Tony Reddin

Personal information
- Native name: Máirtín Cathal Ó Roideacháin (Irish)
- Nickname: Thaudy
- Born: 22 November 1919 Mullagh, County Galway, Ireland
- Died: 1 March 2015 (aged 95) Banagher, County Offaly, Ireland
- Occupation: Bord na Móna employee
- Height: 5 ft 9 in (175 cm)

Sport
- Sport: Hurling
- Position: Goalkeeper

Clubs
- Years: Club
- Mullagh Lorrha

Club titles
- Tipperary titles: 0

Inter-county*
- Years: County / Apps (scores)
- 1941–1947 1948–1957: Galway Tipperary / 1 (0-00) 25 (0-00)

Inter-county titles
- Munster titles: 3
- All-Irelands: 3
- NHL: 5
- *Inter County team apps and scores correct as of 01:43, 2 July 2013.

= Tony Reddin =

Irish hurler (1919–2015)

Martin Charles Reddington (22 November 1919 – 1 March 2015), better known as Tony Reddin, was an Irish hurler who played as a goalkeeper for the Galway and Tipperary senior teams.

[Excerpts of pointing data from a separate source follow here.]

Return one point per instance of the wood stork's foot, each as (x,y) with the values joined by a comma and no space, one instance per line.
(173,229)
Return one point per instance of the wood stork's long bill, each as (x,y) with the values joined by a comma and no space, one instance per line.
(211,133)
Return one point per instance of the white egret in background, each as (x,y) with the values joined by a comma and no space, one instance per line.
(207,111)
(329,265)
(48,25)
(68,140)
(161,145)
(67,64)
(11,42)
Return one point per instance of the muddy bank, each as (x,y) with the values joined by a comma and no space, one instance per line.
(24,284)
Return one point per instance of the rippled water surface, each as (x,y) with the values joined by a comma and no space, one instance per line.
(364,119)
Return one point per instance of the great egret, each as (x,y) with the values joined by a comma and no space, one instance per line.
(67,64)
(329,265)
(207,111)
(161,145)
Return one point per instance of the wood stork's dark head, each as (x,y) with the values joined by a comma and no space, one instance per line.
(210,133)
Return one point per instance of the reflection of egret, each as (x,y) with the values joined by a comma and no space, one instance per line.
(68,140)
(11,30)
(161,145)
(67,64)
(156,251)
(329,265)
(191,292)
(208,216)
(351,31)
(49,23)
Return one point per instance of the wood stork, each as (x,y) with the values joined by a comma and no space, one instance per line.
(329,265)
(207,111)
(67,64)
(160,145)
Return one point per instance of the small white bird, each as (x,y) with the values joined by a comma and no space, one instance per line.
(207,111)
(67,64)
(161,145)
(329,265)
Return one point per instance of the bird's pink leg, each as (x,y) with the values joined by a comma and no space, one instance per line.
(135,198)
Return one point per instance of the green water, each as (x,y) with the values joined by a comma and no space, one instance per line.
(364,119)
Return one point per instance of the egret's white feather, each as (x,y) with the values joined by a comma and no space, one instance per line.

Born in Mullagh, County Galway, Reddin first played competitive hurling at juvenile levels with his club. He arrived on the inter-county scene at the age of seventeen when he first linked up with the Galway minor team before later joining the junior team. He made his senior debut during the 1941 championship. Reddin later joined the Tipperary team during the 1947–48 league and went on to play a key part for almost a decade. During that time he won three All-Ireland medals, three Munster medals and five National Hurling League medals.

As a member of the Connacht and Munster inter-provincial teams on a number of occasions, Reddin won five Railway Cup medals. At club level, he played with Mullagh in Galway and Lorrha in Tipperary.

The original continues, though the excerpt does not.